Friday, June 21, 2013



“Sufficient sleep is not a luxury – it is a necessity – and should be thought of as a vital sign of good health.” 

    --Wayne H. Giles, MD, MS, Director

     Division of Adult and Community Health

     National Center for Chronic Disease Prevention and 

     Health Promotion

Did you know…Summer Solstice – the longest day of the year - is June 21st?   Here are some fun ideas for things to do with your extra daylight:
  • Read another book with your kids. 
  • Spend some time dreaming with your family. 
  • Make a new recipe together.
  • Take an extra lap around the block before the bugs bite.
  • Write down a new goal for your family’s health.

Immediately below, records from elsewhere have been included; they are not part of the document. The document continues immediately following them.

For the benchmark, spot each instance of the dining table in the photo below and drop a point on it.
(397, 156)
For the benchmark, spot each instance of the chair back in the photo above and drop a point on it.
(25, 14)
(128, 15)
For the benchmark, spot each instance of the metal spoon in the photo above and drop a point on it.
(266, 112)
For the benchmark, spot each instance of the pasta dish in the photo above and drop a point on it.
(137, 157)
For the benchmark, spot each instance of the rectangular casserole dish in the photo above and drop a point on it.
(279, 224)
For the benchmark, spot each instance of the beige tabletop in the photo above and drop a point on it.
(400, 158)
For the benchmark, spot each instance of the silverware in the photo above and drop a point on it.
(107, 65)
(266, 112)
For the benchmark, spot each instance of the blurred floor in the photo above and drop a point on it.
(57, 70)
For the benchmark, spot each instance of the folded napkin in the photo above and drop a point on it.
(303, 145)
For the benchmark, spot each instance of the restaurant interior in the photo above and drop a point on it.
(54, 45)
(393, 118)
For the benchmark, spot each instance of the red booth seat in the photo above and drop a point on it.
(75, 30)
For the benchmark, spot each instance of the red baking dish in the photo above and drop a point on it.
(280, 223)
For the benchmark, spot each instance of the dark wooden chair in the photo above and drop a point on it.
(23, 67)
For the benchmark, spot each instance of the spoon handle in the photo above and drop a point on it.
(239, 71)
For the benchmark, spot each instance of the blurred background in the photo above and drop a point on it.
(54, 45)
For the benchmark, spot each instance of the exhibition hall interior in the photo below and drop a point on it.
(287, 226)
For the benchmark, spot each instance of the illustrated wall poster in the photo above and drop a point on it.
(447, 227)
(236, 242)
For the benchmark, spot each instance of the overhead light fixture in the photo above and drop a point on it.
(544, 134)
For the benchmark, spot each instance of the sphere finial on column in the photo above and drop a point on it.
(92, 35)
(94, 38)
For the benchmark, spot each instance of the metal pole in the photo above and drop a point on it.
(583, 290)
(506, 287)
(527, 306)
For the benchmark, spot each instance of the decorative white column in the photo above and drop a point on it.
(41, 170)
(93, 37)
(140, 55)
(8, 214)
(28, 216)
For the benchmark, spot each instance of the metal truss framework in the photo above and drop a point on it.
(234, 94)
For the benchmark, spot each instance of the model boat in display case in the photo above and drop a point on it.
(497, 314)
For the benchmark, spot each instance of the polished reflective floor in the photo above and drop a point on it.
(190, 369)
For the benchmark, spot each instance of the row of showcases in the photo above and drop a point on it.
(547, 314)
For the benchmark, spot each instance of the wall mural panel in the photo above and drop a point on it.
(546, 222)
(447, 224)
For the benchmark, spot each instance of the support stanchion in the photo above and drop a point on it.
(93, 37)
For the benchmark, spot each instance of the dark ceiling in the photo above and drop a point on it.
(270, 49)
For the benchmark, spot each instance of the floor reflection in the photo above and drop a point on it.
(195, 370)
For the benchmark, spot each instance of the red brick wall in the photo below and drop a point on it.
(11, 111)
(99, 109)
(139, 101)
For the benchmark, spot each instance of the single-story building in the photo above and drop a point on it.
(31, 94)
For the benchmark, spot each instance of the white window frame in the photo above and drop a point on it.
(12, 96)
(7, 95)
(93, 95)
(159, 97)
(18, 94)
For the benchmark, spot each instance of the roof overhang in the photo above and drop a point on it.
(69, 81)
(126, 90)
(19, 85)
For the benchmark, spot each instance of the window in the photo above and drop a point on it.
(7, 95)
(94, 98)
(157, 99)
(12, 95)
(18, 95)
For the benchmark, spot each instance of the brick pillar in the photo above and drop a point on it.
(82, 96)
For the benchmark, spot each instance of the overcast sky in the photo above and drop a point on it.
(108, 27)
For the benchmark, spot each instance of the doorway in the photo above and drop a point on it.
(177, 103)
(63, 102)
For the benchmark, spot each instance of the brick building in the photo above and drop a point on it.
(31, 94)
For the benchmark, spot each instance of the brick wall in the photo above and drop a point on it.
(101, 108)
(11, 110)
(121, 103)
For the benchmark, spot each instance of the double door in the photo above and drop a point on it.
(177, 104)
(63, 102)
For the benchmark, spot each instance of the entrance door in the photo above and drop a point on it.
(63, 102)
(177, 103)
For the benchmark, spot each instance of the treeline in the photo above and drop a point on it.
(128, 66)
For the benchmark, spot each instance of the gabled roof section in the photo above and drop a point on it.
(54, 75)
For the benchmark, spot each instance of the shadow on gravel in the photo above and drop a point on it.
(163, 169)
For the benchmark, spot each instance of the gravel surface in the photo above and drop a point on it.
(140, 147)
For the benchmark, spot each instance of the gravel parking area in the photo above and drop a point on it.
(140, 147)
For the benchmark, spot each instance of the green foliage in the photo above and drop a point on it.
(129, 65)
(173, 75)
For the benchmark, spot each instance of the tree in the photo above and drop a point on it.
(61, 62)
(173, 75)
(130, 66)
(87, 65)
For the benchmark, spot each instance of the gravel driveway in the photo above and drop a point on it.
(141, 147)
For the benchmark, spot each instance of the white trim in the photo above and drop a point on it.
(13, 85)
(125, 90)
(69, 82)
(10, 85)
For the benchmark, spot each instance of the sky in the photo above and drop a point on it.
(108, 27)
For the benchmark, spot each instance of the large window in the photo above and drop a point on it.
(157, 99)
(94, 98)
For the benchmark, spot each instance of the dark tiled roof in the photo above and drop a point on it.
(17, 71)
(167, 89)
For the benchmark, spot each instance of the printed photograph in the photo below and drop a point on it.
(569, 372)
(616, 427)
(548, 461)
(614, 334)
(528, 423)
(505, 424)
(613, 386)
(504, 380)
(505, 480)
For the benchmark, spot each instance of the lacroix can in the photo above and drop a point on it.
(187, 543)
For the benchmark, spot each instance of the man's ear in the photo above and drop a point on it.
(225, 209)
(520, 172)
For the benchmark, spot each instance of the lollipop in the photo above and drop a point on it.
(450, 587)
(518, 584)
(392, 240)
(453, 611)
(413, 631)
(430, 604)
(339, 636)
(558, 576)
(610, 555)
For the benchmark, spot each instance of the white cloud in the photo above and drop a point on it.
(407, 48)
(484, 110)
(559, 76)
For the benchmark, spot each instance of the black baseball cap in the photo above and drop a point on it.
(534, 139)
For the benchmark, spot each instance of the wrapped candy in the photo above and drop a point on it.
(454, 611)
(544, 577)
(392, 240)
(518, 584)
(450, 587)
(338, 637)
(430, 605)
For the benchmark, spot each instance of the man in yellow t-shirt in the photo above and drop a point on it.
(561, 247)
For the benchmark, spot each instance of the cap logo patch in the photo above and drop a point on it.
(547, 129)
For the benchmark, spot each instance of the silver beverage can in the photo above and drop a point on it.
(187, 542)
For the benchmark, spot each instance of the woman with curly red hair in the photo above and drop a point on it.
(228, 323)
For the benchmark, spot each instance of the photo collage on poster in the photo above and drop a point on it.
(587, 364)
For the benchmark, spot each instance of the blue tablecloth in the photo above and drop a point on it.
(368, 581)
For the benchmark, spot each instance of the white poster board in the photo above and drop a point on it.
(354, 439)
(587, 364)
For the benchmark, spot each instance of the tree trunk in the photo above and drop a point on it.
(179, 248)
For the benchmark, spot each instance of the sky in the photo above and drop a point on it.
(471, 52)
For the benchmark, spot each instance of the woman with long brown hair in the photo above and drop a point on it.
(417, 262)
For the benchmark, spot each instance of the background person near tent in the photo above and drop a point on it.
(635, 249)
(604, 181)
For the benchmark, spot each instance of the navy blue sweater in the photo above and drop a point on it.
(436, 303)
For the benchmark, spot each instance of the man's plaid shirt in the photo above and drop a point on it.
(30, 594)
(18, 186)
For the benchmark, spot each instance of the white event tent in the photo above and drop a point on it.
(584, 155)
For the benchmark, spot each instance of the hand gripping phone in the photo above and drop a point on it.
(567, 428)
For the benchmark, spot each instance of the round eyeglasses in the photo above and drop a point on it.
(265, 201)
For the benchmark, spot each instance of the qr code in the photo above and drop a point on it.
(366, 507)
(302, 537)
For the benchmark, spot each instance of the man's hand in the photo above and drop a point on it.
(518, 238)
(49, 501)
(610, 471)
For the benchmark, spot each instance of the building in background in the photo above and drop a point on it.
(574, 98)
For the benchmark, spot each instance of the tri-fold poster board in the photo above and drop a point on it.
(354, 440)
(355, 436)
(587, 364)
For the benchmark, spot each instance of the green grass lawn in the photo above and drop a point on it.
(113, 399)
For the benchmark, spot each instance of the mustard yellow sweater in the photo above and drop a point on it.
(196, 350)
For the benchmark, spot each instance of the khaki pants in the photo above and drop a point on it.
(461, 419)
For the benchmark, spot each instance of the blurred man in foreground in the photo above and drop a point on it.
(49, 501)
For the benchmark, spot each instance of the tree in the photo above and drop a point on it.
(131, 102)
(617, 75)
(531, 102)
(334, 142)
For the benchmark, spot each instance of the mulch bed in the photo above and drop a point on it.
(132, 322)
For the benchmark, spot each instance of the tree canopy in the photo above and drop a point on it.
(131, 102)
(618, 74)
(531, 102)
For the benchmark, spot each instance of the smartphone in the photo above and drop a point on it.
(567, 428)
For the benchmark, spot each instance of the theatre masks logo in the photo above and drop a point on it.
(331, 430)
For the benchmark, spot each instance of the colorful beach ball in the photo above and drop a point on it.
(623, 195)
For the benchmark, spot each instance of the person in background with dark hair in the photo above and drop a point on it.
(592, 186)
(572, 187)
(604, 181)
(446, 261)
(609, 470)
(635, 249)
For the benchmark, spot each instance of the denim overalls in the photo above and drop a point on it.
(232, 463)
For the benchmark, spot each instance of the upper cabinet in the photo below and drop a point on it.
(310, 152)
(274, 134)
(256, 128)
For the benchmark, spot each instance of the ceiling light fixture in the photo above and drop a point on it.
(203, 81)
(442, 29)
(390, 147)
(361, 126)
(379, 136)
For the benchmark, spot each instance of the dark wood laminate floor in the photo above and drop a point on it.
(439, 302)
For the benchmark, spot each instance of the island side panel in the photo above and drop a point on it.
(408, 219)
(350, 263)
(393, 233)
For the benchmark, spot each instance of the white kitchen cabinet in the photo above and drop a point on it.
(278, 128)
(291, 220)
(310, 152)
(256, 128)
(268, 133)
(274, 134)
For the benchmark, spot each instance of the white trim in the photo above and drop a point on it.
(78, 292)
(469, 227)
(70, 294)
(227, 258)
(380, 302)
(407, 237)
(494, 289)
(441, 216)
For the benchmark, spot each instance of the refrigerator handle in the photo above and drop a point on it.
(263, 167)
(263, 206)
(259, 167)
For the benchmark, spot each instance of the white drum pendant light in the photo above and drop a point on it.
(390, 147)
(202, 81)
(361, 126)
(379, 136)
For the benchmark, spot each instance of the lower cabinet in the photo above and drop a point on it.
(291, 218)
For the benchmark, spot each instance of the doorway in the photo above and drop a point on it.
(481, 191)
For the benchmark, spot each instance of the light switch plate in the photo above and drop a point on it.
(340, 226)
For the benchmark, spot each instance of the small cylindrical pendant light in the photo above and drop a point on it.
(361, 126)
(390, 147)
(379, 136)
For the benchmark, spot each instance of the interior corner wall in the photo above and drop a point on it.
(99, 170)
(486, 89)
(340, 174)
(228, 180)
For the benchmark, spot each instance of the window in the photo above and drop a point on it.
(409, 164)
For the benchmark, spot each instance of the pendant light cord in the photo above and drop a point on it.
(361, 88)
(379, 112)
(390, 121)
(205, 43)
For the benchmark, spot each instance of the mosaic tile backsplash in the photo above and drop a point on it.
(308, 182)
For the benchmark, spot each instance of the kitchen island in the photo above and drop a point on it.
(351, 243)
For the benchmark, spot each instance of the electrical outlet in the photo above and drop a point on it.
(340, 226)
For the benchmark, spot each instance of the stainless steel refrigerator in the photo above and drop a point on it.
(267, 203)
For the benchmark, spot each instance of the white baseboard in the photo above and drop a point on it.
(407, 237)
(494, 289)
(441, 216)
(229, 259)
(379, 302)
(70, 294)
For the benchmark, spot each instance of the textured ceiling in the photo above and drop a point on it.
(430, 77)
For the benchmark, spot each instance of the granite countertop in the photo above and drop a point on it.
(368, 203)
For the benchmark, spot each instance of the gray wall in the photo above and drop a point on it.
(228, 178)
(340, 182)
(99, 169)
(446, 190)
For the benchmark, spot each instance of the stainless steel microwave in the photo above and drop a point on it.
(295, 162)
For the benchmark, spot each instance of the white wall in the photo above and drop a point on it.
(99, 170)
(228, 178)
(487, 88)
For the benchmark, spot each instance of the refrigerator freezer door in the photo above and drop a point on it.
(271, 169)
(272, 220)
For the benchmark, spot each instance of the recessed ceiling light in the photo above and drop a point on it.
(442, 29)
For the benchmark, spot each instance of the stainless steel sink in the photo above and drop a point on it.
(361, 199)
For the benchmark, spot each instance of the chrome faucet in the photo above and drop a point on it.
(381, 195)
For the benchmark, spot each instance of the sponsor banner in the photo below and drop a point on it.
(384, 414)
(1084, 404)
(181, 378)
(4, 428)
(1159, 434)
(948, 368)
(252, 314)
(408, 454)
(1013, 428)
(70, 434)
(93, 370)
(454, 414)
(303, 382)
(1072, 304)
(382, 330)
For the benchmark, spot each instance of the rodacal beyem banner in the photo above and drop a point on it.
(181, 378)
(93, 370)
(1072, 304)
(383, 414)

Our “Growing Healthy Kids” movement is giving parents the resources to, you guessed it, grow healthy kids (and families).   Here are five of my favorite Summer Solstice tips for parents:

  1. Make eating fun - have dinner together at least 4 nights a week.
  2. Let the kids play with their food.
  3. Show your kids how to use a small knife to cut vegetables, based on age appropriateness.
  4. Drink 6-8 eight ounce glasses of water a day (keep a family journal for a week as a check).
  5. Get enough sleep every night:

  • Adults:  7-9 hours
  • Adolescents 10-17 years old: 8.5-9.5 hours
  • Children 5-10 years old: 10-11 hours
  • Children 3-5 years old: 11-13 hours
  • Toddlers 1-3 years old:  12-14 hours
  • Infants 3-11 months old: 14-15 hours
  • Infants Birth-2 months old: 12-18 hours

My advice for the Summer Solstice?  
  • Sing your favorite songs at the top of your lungs.  
  • Decorate your dining table with fresh flowers.  
  • Dance in your back yard by the light of the full moon.  

Remember, as parents, it is our job to ensure that we teach our kids about the importance of a good night’s sleep.  Did you know that not getting enough sleep has been shown to prevent people from losing weight?  Be a good parent.  Lead by example.  Dance in the moonlight and celebrate the summer solstice.  Then sleep! 
In gratitude,
Nancy Heinrich
Growing Healthy Kids, Inc.
The movement to reverse, halt, and prevent childhood obesity and obesity-related diseases such as diabetes and high blood pressure.